Candy Land

Candy Land and Chutes and Ladders from Milton Bradley (1988)

▶ The original commercial — press play

Draw a color, move to the color — no reading, no counting, no mercy when the card sent you all the way back down the rainbow trail. Candy Land was almost everyone's very first board game, and the world it happened in (King Kandy! Queen Frostine! Gramma Nutt!) was pure sugar.

Candy Land has one of the best origin stories in toys: it was designed in 1948 by Eleanor Abbott, a schoolteacher recovering from polio in a San Diego hospital, who created the game for the children on her ward — kids who needed a world to escape into and a game that asked nothing of them but knowing their colors. Milton Bradley published it in 1949, reportedly as a temporary fill-in for its school-supplies line. It became the company's best-selling game. The design is quietly brilliant: no reading, virtually no counting, no decisions at all — just draw a card and travel a winding track of 134 colored spaces, which makes it the first board game countless people ever played.

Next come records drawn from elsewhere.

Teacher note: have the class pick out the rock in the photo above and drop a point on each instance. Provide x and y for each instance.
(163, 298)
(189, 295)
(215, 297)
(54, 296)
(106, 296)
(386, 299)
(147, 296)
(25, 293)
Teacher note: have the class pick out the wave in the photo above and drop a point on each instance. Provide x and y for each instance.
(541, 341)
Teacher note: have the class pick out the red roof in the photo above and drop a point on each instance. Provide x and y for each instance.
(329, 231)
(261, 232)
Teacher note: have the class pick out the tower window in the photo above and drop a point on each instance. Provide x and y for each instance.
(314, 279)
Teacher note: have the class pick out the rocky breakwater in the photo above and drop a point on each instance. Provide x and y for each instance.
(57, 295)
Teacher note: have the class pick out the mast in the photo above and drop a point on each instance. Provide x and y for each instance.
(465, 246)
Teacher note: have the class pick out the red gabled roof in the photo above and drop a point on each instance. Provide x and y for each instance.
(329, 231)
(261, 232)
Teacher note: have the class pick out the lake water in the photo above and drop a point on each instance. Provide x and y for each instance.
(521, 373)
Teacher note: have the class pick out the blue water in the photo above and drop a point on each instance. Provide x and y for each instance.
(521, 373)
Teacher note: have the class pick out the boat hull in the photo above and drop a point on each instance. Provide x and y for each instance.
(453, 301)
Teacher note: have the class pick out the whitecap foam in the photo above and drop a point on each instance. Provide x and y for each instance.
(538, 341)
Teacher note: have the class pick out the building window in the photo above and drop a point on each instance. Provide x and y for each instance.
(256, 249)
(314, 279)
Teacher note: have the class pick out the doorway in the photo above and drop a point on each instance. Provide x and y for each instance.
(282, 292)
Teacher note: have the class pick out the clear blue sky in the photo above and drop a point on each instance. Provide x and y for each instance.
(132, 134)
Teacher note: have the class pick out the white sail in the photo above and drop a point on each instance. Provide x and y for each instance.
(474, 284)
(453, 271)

Here's the twist most players don't know: the Candy Land characters are younger than the game by a generation. For its first 35 years the board was simply a candy-colored path; the cast arrived in 1984, when — the same year Hasbro acquired Milton Bradley — Landmark Entertainment Group revamped the game with new artwork and an actual storyline, a quest to find King Kandy, the lost king of Candy Land, populated by Queen Frostine, Gramma Nutt, Lord Licorice and company. That 1984 world is the one 90s kids grew up in, mobbed with sweet-toothed royalty and the agony of drawing the card that yanked you backward within sight of the Candy Castle.

The game's strangest cultural moment came from the early internet. In the mid-90s an adult-entertainment company registered candyland.com and put a sexually explicit site on it; Hasbro sued, and in February 1996 a federal court granted an injunction forcing the content down — one of the first legal fights over an internet domain name ever, with a children's board game improbably at the center of it. Candy Land itself has never slowed: more than 50 million copies sold, still moving about a million a year, still the game where a four-year-old can beat you fair and square.